If the information is readily available, we may do some (extraordinarily) rough translation regarding league ERAs, but that’ll have to wait until later.
Let’s see our new formula in action, with our version of Stuff listed, for the time being, as Pitcher Rating.
Player – Games – IP – Hits – SO – Walks – HR – ERA – Pitcher Rating
MLB 2006 Avg – 25 – 144.33 – 151 – 101 – 47 – 18 – 4.50 – 7
MLB Ideal Avg – 30 – 180 – 180 – 120 – 60 – 20 – 4.50 – 8
Doc Gooden – 31 – 218 – 161 – 276 – 73 – 7 – 2.60 – 55
Johan Santana – 34 – 233.67 – 186 – 245 – 47 – 24 – 2.77 – 45
Josh Towers – 15 – 62 – 93 – 35 – 17 – 17 – 8.42 – -5
“Thursday” – 6 – 39 – 35 – 42 – 22 – 5 – 3.50 – 5
Now, it’s possible that Santana would overtake Gooden if their stats were both normalized. At the very least scores would be significantly closer. We can also see that our “Ideal” average and the 2006 average are very similar. Thus, any score below 8 is below average, and any score about 8 is above average. This, however, doesn’t mean that Thursday is a less than average pitcher; he’s well above-average. However, is limited service time means that he contributed less than a league average pitcher, pitching for a full season would.
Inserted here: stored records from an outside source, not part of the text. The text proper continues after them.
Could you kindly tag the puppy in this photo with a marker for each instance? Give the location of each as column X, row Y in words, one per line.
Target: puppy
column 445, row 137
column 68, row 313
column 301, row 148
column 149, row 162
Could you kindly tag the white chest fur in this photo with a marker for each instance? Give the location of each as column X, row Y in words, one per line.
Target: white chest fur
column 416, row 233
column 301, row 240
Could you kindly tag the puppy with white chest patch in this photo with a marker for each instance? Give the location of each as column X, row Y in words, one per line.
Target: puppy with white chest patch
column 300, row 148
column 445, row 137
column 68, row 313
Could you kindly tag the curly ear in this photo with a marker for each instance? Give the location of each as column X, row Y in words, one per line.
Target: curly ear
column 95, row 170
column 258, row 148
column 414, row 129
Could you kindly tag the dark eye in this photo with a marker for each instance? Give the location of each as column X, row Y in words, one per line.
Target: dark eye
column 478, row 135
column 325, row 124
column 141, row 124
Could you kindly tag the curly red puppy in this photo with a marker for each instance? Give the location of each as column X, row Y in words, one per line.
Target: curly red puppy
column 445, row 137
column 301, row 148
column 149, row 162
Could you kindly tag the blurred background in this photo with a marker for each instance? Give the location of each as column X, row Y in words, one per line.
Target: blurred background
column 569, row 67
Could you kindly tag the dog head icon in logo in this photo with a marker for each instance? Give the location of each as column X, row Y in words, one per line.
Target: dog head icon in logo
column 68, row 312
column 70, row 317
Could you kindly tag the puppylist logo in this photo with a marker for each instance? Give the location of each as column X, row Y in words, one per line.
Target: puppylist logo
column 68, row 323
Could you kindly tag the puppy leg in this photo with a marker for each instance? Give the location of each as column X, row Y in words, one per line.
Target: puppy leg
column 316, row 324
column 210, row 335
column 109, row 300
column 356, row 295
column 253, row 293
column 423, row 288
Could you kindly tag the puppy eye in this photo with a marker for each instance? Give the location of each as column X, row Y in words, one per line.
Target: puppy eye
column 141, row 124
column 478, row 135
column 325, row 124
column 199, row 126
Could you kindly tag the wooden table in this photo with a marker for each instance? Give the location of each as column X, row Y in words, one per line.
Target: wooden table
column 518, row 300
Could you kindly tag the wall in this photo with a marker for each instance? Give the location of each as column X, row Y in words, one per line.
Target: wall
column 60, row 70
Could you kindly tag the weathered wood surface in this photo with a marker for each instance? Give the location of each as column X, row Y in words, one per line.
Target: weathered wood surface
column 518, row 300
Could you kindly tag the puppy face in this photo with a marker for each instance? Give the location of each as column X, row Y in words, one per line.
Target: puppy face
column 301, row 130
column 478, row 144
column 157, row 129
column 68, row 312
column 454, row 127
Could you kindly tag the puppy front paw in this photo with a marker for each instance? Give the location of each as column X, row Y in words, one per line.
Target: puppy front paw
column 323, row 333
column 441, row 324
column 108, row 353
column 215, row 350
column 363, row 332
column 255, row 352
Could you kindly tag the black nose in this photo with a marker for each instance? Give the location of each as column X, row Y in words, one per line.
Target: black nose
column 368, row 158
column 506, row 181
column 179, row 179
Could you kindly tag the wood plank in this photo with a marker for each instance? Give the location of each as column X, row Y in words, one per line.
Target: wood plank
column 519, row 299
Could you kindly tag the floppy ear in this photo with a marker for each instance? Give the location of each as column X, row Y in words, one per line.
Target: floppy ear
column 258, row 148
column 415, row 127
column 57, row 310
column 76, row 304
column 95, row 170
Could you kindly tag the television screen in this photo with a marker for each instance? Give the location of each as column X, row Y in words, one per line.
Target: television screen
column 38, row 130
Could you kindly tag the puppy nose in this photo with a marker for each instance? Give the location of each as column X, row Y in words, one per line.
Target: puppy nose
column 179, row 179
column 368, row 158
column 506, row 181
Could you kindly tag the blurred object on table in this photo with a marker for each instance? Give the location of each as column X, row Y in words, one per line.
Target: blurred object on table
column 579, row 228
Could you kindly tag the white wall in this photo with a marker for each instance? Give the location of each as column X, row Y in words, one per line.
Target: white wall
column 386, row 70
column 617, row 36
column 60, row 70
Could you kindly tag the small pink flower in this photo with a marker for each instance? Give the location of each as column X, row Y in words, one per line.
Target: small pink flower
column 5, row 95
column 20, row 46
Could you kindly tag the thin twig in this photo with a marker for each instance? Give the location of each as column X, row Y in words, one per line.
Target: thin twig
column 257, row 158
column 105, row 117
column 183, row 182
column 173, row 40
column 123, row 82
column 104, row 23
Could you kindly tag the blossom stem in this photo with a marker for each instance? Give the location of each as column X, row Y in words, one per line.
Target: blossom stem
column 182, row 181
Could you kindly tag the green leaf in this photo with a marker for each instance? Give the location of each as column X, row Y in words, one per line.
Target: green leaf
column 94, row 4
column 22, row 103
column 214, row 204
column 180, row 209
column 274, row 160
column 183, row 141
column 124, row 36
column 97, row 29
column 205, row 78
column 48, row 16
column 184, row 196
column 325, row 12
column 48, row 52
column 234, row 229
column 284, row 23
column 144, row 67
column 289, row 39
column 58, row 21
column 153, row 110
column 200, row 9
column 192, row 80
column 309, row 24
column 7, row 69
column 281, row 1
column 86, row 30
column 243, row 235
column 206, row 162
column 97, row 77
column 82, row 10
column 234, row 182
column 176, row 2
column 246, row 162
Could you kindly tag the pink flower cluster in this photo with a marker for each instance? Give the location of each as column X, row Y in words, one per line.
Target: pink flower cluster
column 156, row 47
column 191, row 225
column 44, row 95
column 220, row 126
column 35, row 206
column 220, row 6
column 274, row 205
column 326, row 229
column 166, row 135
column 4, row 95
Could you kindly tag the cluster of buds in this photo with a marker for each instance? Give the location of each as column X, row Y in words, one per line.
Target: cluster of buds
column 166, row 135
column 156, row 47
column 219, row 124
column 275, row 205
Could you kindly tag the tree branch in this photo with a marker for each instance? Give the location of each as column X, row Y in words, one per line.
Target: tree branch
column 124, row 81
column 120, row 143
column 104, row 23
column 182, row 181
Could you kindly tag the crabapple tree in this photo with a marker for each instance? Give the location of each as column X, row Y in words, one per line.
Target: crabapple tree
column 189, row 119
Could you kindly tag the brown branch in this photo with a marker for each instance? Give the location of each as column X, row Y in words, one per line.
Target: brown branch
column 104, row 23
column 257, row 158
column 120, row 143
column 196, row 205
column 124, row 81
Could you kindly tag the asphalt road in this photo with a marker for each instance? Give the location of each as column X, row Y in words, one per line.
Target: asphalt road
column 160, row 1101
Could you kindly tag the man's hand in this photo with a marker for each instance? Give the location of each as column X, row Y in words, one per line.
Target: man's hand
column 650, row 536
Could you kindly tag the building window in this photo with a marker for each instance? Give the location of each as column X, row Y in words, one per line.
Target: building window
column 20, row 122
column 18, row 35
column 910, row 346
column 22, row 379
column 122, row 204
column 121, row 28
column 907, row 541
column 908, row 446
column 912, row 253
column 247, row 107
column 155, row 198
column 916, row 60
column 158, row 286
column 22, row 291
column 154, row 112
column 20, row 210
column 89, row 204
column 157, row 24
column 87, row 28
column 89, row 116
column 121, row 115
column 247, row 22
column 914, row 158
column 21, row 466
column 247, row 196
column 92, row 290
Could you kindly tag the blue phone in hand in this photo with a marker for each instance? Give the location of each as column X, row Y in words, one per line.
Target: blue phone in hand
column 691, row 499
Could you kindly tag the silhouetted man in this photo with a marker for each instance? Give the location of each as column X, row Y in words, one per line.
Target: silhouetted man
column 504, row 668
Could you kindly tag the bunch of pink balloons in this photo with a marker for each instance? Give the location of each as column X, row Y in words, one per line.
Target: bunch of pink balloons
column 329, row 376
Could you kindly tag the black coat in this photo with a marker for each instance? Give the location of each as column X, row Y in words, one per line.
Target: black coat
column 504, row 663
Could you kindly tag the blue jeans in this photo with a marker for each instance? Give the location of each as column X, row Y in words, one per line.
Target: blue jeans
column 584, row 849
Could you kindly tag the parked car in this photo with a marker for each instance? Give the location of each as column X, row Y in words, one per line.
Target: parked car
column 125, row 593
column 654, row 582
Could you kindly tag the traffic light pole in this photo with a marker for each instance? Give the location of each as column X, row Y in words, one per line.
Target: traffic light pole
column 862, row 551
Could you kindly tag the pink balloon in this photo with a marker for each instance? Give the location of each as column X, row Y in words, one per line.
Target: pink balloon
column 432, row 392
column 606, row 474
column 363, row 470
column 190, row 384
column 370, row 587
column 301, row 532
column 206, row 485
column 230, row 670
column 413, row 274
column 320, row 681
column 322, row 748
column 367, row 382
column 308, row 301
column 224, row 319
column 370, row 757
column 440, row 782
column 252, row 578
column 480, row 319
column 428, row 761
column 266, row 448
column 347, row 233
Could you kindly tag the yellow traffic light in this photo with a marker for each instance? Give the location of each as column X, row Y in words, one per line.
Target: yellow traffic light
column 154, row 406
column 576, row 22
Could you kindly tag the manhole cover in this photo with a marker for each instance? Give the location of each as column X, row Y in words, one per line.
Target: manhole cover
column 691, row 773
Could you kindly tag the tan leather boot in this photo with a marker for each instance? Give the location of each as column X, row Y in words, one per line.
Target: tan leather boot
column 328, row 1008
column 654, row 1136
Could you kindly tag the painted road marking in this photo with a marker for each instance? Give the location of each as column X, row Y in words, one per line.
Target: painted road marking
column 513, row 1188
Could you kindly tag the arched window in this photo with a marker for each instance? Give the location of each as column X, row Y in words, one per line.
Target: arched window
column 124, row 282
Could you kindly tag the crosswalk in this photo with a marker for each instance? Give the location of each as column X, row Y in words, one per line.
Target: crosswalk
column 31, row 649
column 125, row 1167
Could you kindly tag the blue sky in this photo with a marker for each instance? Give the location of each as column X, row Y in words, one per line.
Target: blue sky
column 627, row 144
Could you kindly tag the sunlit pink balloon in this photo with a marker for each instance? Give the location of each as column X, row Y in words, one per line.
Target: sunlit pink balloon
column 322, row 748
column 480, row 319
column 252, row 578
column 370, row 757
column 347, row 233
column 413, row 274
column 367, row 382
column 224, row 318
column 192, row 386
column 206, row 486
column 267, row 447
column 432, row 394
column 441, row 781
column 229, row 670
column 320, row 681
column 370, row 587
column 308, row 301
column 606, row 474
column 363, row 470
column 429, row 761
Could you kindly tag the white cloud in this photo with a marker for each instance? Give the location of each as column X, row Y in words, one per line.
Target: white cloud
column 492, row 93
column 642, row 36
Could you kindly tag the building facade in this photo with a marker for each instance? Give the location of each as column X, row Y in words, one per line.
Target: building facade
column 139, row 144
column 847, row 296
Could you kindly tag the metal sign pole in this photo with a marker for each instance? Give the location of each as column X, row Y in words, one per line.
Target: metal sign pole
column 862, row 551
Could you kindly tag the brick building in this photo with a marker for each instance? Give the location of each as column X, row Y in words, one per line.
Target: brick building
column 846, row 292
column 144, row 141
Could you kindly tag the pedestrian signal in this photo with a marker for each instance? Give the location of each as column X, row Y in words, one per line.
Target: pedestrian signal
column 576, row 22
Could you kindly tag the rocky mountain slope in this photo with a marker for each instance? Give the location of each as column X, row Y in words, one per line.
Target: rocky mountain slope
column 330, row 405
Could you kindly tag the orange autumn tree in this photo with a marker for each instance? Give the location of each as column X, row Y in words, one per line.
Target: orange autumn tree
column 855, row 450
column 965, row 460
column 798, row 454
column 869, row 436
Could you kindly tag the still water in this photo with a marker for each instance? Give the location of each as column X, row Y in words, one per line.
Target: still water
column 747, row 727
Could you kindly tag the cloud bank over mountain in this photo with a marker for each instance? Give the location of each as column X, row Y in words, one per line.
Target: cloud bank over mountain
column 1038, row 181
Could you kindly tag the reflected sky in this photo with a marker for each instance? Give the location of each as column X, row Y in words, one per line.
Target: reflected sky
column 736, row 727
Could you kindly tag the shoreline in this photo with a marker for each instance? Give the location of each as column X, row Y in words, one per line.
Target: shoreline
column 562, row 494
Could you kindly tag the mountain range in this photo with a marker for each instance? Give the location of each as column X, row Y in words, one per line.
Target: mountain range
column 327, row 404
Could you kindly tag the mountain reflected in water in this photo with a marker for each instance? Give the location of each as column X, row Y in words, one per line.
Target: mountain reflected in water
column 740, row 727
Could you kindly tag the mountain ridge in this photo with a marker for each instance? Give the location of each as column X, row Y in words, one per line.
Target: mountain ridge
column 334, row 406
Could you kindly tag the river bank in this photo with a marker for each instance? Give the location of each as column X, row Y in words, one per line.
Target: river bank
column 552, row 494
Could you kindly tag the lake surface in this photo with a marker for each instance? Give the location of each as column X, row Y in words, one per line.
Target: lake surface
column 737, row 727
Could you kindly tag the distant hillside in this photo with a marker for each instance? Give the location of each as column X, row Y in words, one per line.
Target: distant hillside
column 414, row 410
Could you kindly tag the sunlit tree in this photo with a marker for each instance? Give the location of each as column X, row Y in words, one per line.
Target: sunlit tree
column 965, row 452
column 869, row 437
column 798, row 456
To see each player’s value in context of a per appearance basis, let’s see their scores if we take away the value than innings pitched gives them:
Player ~ Player Rating ~Player Rating w/o IP
MLB 2006 ~ 11 ~ 7
MLB Ideal ~ 10 ~ 8
Gooden ~ 55 ~ 55
Santana ~ 42 ~ 45
Towers ~ -17 ~ -5
Thursday ~ 29 ~ 5
Once a week, throughout the course of the season, we will display a chart like the one above, giving our Stuff score for each player, while taking total IP into account, and again while ignoring total IP. Thus you’ll be able to see who’s pitching best vs. who’s just pitching most, and who really has a chance to compare to Gooden.
If we can get enough information regarding league averages, we will try to take them into account, and translated the overall stats, but no guarantees on that yet.